How many of them saved it and then reuploaded it elsewhere? Sorry, but talking about protecting the privacy of people who upload things for anyone to see just seems silly to me.
So at which scale does the copying of data lower privacy, such that humans looking at it and potentially screenshooting it doesn't, but automated processes copying it does?
No, but since we are talking about laws, it is important to define the point beyond which a kind of behavior becomes unacceptable, or at least some set of criteria to determine when a specific instance is beyond that point.
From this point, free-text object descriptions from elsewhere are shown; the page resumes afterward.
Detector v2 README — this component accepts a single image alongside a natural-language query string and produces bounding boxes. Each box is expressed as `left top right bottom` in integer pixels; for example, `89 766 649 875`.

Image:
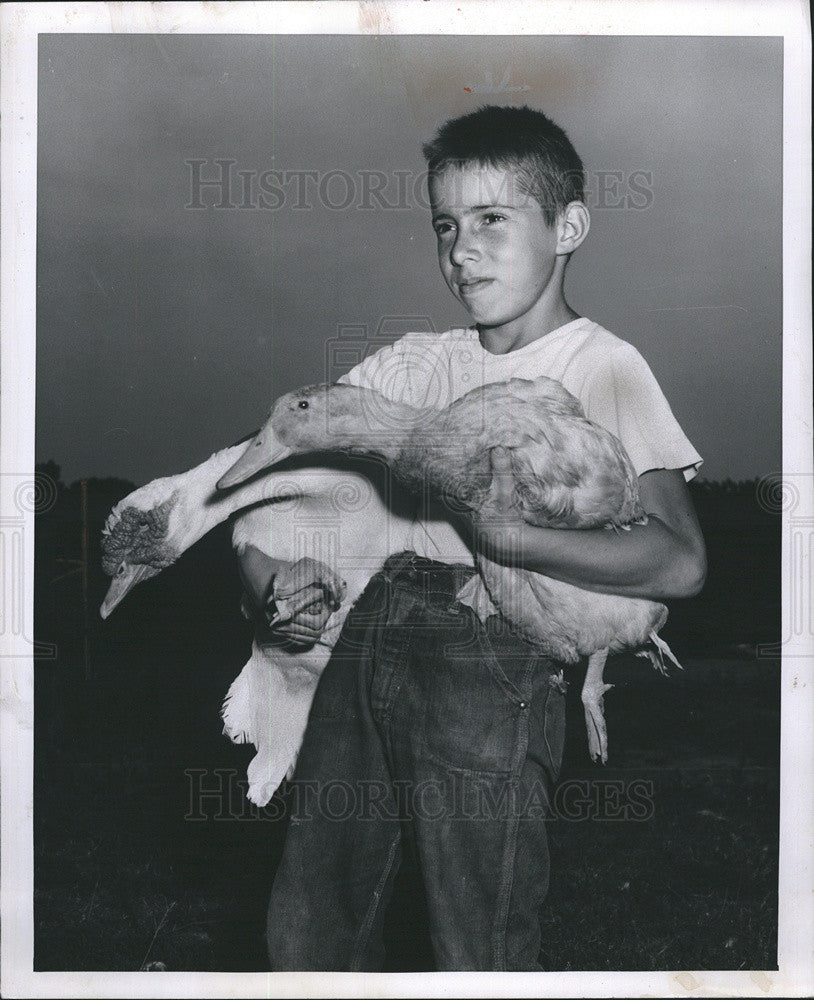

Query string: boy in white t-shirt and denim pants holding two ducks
243 107 705 970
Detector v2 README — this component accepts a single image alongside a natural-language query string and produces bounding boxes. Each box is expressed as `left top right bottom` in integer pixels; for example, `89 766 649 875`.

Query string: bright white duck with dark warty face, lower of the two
101 444 412 806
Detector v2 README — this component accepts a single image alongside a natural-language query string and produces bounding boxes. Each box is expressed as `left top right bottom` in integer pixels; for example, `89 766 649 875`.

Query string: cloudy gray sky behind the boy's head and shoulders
36 35 782 483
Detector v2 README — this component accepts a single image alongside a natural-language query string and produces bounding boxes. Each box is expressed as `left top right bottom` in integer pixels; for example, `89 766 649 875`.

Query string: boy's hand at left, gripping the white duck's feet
266 558 347 646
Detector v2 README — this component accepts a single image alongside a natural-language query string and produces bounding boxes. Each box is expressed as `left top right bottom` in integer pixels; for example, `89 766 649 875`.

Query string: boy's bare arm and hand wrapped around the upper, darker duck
472 448 706 601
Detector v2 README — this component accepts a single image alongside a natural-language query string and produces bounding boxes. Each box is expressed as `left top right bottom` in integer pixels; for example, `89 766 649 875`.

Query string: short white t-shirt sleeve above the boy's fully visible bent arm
582 344 703 480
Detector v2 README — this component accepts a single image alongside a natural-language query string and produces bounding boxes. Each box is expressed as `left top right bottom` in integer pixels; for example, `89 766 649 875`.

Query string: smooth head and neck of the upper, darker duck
218 383 418 490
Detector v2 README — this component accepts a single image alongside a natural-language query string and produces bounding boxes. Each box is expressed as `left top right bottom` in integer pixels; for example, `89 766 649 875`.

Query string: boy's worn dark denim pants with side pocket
268 552 565 971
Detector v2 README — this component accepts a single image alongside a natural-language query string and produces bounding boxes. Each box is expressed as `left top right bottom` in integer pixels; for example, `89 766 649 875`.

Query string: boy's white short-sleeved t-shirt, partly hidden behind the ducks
340 318 702 564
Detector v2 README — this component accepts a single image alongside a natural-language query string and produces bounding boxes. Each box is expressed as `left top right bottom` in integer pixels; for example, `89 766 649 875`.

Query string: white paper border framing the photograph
0 0 814 997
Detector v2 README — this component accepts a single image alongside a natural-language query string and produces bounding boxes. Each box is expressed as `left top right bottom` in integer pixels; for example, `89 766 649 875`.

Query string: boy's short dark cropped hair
423 105 585 226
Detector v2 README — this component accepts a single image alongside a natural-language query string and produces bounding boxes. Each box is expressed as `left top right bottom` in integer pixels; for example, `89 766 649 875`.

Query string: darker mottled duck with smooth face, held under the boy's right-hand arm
218 378 680 763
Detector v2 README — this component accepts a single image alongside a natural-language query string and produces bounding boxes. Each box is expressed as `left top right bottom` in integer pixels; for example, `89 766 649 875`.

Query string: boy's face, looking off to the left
430 165 558 329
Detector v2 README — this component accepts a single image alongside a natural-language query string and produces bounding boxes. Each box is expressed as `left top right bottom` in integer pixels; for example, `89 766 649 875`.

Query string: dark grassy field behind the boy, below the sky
35 472 780 971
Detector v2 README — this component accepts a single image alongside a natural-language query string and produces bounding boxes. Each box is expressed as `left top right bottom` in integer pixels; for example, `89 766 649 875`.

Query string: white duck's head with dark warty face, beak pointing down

> If you give away your content for free and expect ads to sustain you, that will start failing once others get the value out of your content without seeing the ads
I don't think a paywall would fix this. One paid account is all a scraper needs. It couldn't really even be rate-limited if it's just "reading" articles as they become available. After the data is acquired it can be dispensed. If directly posting it violates copyright, then obscuring it behind AI will do the trick just fine.
But it stops being trivial. Now to scape websites en mass you have to automate signing up for them, probably paying for it.
And unlike now to sign up you have to agree to a very enforceable EULA.
So instead of going to court with “FunAI read my public website and is making money off it which I don’t think that should be fair use”, you have “FunAI violated a contract they signed and committed fraud by lying on signup”.
Seems to me that’s much easier.
There will always be people who get the content for free somehow. You don’t have to stop 100%. Even stopping 95% would be a lot better than the current 0%.
If you give away your content for free and expect ads to sustain you, that will start failing once others get the value out of your content without seeing the ads. Examples are ad blockers, answers embedded in Google results, Stack Overflow clones, and things like ChatGPT.
If ads weren’t your business model you wouldn’t be using revenue from it.
The other issue is scale, and I don’t know how to address it.
It’s easy for someone (say the government) to have a friendly policy and say “you can use dig in a park” thinking it’s useful to campers and such.
But when someone shows up with a professional strip mining crew, things are different.
If you run a site providing quality information for free, making money off book sales or professional services or such can be a good living. Even if answers end up in the Google answer box, more complicated stuff or analysis still requires a visit to read and people can start following you from there.
But if ChatGPT or whatever can “read” your stuff and give out 80% of the value without anyone even knowing it came from you, you’re screwed. Your business model no longer works. Any kind of “give away good information” business model fails. Same issue artists are now seeing.
And I don’t know how you fix that without some kind of ban. But unless every country everywhere enforces one… you have to work with the lowest common denominator and lock all your content up. No web search. No Google answers. No chat GPT. “Please don’t scrape me” in robots.txt won’t work.